Due to plummeting ad sales in the Internet sector, Hays said he's seen a 90 percent drop in advertising sales for his entertainment sites. However, the demand for Web development continues to remain strong.

Marshall Hays founded the company in 1996 upon graduation from Southern Methodist University with his master's degree in business administration. His plan wasn't to go out and start a business; in fact, he wanted to wait a couple years until he had some corporate experience under his belt.

But with the Internet economy just taking off, Hays couldn't refuse the opportunity. With the help of his friend Clark Allen, he started up the Web development and marketing firm.

It was the firm's site, VirtualKiss that attracted the third co-founder Joe Hanish, who received an "e-kiss" from his girlfriend.

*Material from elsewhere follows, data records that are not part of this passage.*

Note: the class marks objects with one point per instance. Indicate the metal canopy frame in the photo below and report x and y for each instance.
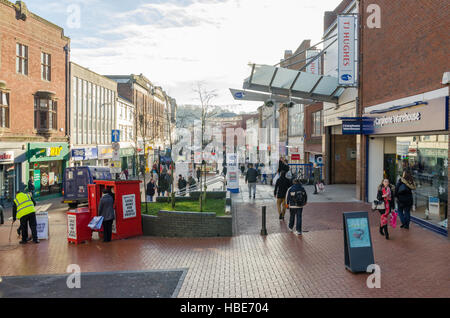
(321, 88)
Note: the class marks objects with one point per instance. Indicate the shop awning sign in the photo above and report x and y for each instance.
(7, 156)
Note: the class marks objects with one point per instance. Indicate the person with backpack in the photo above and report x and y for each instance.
(150, 190)
(251, 177)
(296, 199)
(281, 187)
(403, 194)
(385, 195)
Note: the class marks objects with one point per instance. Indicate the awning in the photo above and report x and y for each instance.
(283, 81)
(245, 95)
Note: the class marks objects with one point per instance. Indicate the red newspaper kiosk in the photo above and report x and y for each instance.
(77, 225)
(127, 204)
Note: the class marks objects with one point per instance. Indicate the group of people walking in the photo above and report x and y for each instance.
(388, 195)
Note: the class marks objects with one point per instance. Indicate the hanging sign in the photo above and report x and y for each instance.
(346, 50)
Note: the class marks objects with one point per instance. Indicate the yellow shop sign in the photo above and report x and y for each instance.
(54, 151)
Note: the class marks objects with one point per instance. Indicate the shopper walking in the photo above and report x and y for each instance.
(250, 178)
(316, 175)
(192, 183)
(24, 210)
(403, 193)
(199, 174)
(150, 190)
(296, 199)
(31, 186)
(106, 209)
(281, 187)
(386, 196)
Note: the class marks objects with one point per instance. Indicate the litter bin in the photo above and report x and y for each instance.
(77, 225)
(127, 205)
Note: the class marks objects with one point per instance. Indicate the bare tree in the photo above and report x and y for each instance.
(205, 97)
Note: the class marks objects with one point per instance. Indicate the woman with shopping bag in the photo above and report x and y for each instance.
(106, 210)
(385, 197)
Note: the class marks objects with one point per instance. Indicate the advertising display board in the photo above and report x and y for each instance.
(232, 173)
(357, 241)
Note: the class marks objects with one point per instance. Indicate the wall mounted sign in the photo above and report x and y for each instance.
(7, 156)
(346, 50)
(357, 241)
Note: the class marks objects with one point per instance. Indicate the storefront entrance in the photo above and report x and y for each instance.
(426, 156)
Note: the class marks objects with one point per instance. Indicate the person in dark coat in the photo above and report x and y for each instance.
(403, 194)
(31, 186)
(385, 194)
(150, 192)
(106, 209)
(282, 166)
(281, 187)
(250, 177)
(199, 174)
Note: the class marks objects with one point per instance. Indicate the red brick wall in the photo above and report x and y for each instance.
(409, 53)
(312, 144)
(39, 37)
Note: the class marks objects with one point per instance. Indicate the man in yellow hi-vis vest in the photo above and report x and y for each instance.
(24, 210)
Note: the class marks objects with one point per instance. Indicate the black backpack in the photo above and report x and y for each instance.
(300, 198)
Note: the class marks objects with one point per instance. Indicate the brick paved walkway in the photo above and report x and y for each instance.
(414, 263)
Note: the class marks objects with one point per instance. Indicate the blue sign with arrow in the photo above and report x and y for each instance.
(115, 135)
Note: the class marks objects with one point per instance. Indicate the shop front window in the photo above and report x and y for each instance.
(427, 158)
(47, 177)
(45, 114)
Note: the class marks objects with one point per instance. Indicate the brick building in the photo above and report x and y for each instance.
(34, 57)
(92, 116)
(150, 117)
(403, 64)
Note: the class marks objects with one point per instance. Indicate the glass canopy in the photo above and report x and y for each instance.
(283, 81)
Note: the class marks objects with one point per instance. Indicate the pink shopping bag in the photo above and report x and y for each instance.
(393, 219)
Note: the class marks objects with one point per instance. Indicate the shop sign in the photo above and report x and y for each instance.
(7, 156)
(54, 151)
(129, 206)
(105, 152)
(346, 50)
(357, 126)
(429, 116)
(79, 154)
(314, 67)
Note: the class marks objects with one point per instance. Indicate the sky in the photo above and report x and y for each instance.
(179, 43)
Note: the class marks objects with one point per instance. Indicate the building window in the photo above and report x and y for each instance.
(45, 114)
(317, 124)
(46, 66)
(22, 59)
(4, 109)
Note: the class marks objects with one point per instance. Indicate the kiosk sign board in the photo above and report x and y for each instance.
(232, 173)
(357, 241)
(129, 206)
(71, 226)
(42, 225)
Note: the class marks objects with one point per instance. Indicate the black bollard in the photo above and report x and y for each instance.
(263, 230)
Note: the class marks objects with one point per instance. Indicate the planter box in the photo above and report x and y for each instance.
(209, 194)
(186, 224)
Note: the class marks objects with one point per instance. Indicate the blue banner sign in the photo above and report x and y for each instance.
(357, 125)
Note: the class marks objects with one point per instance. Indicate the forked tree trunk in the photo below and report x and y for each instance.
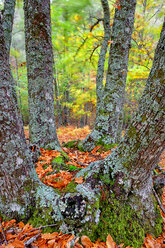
(109, 119)
(116, 196)
(39, 55)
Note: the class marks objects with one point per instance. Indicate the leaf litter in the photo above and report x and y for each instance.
(19, 235)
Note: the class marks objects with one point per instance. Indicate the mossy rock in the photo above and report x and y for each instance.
(123, 223)
(72, 144)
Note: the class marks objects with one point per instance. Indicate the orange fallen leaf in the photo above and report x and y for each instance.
(79, 180)
(18, 244)
(21, 225)
(49, 235)
(86, 242)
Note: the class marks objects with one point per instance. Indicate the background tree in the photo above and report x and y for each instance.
(125, 175)
(109, 119)
(39, 56)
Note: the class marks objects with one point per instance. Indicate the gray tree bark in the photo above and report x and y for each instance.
(103, 51)
(7, 22)
(108, 124)
(39, 56)
(116, 196)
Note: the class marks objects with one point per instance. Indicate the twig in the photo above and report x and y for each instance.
(37, 228)
(3, 233)
(95, 48)
(158, 200)
(97, 22)
(31, 240)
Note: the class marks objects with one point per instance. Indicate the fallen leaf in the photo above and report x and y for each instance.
(86, 242)
(109, 242)
(79, 180)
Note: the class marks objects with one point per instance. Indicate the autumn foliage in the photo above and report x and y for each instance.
(20, 235)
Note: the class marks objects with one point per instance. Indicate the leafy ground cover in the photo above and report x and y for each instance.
(58, 169)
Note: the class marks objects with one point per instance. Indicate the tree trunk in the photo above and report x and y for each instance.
(116, 196)
(39, 55)
(7, 22)
(109, 120)
(103, 51)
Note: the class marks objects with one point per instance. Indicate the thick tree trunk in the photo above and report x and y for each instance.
(103, 51)
(116, 196)
(39, 57)
(108, 124)
(7, 22)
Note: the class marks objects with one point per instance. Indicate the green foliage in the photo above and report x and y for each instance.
(76, 52)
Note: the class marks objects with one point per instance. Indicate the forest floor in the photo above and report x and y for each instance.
(19, 235)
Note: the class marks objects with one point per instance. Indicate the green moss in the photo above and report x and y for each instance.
(71, 187)
(57, 160)
(71, 144)
(44, 218)
(66, 157)
(105, 147)
(72, 167)
(123, 223)
(132, 132)
(45, 166)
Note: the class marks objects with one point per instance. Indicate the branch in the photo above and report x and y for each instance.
(95, 48)
(3, 233)
(97, 22)
(31, 240)
(158, 200)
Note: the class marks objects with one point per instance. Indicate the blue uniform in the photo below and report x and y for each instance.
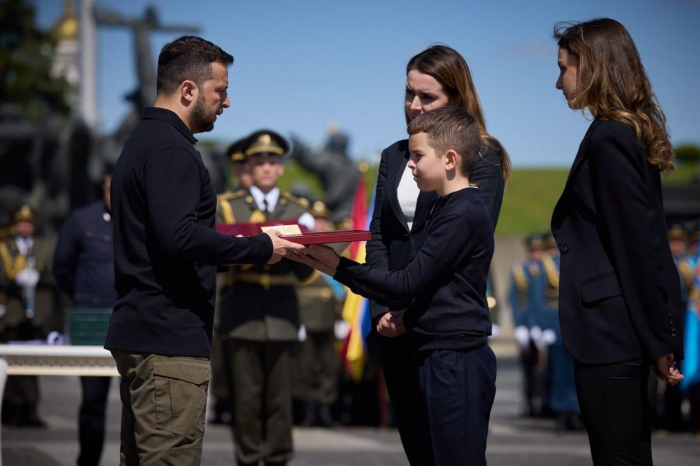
(526, 289)
(84, 258)
(525, 296)
(84, 270)
(562, 387)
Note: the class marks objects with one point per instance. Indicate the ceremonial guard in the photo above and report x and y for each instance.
(672, 419)
(561, 386)
(525, 296)
(219, 386)
(259, 319)
(320, 306)
(25, 277)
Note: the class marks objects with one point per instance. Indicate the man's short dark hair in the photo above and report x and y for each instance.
(188, 57)
(450, 128)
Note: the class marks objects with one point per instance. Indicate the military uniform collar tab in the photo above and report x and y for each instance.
(159, 113)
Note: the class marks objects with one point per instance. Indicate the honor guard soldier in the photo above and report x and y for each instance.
(320, 306)
(239, 165)
(259, 314)
(561, 386)
(672, 419)
(525, 296)
(26, 277)
(219, 386)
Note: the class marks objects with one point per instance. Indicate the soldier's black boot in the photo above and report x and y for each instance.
(324, 418)
(30, 417)
(222, 413)
(309, 419)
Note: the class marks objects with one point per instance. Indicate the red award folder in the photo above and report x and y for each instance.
(338, 240)
(329, 237)
(251, 229)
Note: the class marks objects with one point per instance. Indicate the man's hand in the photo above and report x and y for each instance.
(325, 254)
(665, 369)
(391, 324)
(281, 247)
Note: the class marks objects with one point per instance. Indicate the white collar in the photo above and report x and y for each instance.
(271, 197)
(24, 245)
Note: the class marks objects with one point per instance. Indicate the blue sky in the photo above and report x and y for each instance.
(300, 65)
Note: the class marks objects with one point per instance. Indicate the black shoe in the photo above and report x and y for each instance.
(241, 463)
(324, 418)
(309, 419)
(30, 418)
(222, 413)
(574, 423)
(11, 415)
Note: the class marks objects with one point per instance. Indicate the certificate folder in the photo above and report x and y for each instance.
(328, 237)
(338, 240)
(251, 229)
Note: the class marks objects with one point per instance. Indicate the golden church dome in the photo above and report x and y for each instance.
(66, 27)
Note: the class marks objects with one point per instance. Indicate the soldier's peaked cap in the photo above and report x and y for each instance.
(236, 151)
(24, 212)
(266, 141)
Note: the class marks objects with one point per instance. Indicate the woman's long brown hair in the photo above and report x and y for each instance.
(450, 69)
(613, 85)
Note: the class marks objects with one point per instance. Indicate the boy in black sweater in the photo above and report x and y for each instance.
(443, 290)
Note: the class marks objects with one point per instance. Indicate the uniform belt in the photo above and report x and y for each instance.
(323, 293)
(265, 280)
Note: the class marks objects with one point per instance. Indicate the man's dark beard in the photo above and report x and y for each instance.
(200, 121)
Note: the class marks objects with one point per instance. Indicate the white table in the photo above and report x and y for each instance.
(18, 359)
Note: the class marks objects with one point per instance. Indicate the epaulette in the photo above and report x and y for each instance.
(521, 280)
(229, 196)
(551, 271)
(297, 200)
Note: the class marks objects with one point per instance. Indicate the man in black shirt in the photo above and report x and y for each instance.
(166, 252)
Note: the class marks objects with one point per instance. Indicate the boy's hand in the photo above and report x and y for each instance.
(324, 254)
(665, 369)
(391, 324)
(281, 247)
(306, 259)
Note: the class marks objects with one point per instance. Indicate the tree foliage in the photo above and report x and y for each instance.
(688, 153)
(25, 64)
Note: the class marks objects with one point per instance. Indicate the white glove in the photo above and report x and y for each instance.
(536, 335)
(549, 337)
(522, 336)
(341, 329)
(27, 278)
(56, 338)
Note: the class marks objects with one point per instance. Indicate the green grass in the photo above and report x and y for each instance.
(529, 200)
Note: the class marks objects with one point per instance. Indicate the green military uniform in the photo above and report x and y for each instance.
(259, 322)
(28, 313)
(219, 385)
(319, 363)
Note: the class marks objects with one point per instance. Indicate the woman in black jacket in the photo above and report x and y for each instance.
(435, 78)
(620, 306)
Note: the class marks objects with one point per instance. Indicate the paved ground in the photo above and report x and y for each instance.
(512, 441)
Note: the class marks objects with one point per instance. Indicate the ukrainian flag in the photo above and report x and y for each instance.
(356, 308)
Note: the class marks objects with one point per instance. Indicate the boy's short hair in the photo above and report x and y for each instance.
(188, 57)
(450, 128)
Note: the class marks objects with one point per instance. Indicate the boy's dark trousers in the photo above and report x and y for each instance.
(91, 419)
(454, 400)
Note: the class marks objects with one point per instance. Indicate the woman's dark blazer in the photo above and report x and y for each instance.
(619, 288)
(393, 245)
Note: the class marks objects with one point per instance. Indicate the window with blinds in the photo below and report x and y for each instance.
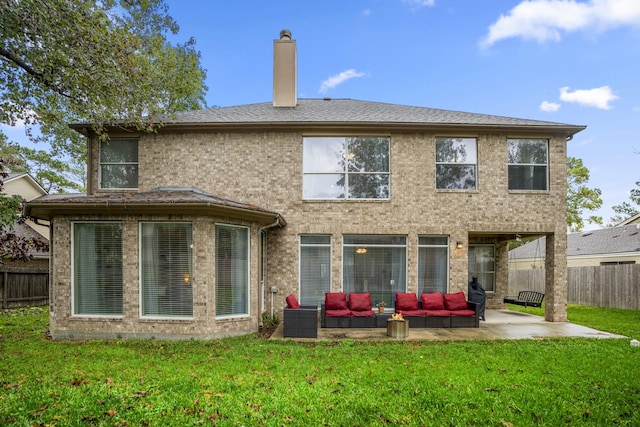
(97, 268)
(232, 270)
(433, 264)
(166, 269)
(315, 269)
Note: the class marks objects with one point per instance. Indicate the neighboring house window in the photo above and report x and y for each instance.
(376, 264)
(119, 163)
(456, 163)
(346, 167)
(433, 264)
(482, 264)
(97, 268)
(528, 164)
(232, 270)
(315, 269)
(166, 269)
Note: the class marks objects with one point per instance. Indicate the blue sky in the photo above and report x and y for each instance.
(567, 61)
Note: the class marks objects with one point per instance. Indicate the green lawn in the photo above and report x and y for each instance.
(251, 381)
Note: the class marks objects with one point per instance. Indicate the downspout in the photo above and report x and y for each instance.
(262, 231)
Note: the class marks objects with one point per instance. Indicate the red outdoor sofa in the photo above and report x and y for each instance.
(432, 310)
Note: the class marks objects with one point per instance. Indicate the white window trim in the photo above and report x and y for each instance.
(73, 276)
(448, 247)
(248, 313)
(140, 290)
(323, 245)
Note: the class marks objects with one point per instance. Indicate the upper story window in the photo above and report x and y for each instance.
(528, 164)
(346, 167)
(456, 163)
(119, 163)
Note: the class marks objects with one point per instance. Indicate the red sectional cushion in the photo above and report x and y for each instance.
(466, 313)
(406, 301)
(438, 313)
(335, 301)
(359, 302)
(363, 313)
(410, 313)
(292, 301)
(456, 301)
(432, 301)
(338, 313)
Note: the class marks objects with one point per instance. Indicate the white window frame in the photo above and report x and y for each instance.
(102, 163)
(73, 270)
(448, 259)
(489, 288)
(308, 171)
(248, 272)
(533, 165)
(324, 269)
(460, 163)
(141, 273)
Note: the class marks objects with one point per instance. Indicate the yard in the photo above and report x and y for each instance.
(253, 381)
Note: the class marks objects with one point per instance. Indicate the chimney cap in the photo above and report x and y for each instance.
(285, 34)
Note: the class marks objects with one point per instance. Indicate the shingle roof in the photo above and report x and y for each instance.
(604, 241)
(347, 111)
(161, 199)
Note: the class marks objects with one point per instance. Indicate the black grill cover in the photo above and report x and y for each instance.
(476, 294)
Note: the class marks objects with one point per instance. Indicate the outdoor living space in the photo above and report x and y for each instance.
(499, 324)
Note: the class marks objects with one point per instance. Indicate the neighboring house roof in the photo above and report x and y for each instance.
(165, 200)
(15, 176)
(631, 220)
(612, 240)
(24, 230)
(348, 112)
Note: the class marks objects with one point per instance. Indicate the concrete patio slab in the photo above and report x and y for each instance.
(500, 324)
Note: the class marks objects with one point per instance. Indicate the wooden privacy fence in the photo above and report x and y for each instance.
(21, 287)
(616, 286)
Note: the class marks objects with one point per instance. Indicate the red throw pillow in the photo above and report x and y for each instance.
(456, 301)
(432, 301)
(359, 302)
(292, 301)
(335, 301)
(406, 301)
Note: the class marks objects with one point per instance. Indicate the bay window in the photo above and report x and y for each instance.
(166, 269)
(232, 270)
(97, 268)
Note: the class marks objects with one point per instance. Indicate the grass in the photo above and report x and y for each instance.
(253, 381)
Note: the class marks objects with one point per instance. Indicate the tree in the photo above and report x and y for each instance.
(625, 209)
(101, 62)
(54, 175)
(580, 198)
(11, 244)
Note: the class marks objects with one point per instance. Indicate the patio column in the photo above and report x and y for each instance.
(555, 287)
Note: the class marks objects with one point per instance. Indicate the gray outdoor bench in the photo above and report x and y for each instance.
(526, 299)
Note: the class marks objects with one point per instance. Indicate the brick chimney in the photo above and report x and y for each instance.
(285, 74)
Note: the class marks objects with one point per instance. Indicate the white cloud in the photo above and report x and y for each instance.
(334, 81)
(599, 97)
(544, 20)
(549, 107)
(420, 3)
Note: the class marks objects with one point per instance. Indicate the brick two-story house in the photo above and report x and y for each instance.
(198, 229)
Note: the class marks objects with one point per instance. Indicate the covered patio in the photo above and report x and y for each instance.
(500, 324)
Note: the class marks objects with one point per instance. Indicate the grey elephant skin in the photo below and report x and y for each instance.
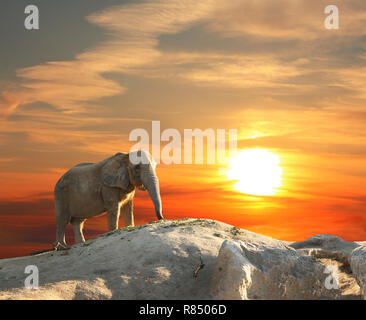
(91, 189)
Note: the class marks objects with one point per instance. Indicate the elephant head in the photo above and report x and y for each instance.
(134, 170)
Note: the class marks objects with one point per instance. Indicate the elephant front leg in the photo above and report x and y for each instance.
(113, 216)
(127, 213)
(77, 225)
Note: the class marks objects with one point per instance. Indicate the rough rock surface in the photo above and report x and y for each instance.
(182, 259)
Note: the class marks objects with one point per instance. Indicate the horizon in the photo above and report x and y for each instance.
(73, 91)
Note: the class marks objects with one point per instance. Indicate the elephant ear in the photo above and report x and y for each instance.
(114, 172)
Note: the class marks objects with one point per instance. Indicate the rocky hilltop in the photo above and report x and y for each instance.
(192, 259)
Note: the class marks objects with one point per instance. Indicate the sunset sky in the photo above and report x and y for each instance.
(73, 90)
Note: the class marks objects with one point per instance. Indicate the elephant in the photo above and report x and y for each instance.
(91, 189)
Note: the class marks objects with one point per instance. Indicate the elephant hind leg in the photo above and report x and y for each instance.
(62, 220)
(77, 225)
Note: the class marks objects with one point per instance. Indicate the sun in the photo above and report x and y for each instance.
(257, 172)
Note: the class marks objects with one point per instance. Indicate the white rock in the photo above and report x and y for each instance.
(159, 260)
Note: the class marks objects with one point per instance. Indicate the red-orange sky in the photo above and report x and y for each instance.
(73, 90)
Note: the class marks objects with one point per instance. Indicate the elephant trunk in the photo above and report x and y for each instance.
(151, 183)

"I wrote them and told them I thought it was a cool idea, but it could be made better," said Hanish, who has been programming computers since he was 14. At the time, Hanish was working at an Internet company in New Jersey and was looking for something "more positive" to do.

Hanish moved to Dallas and the rest is history.

Hays doesn't dismiss the incredible competition within the Web development industry, but the variety of firms narrows the market a bit.

"You can get business cards that cost $14 or that cost $2,000," he said.

The same applies to Web development. Just because someone can design a Web site doesn't put him or her in the same category.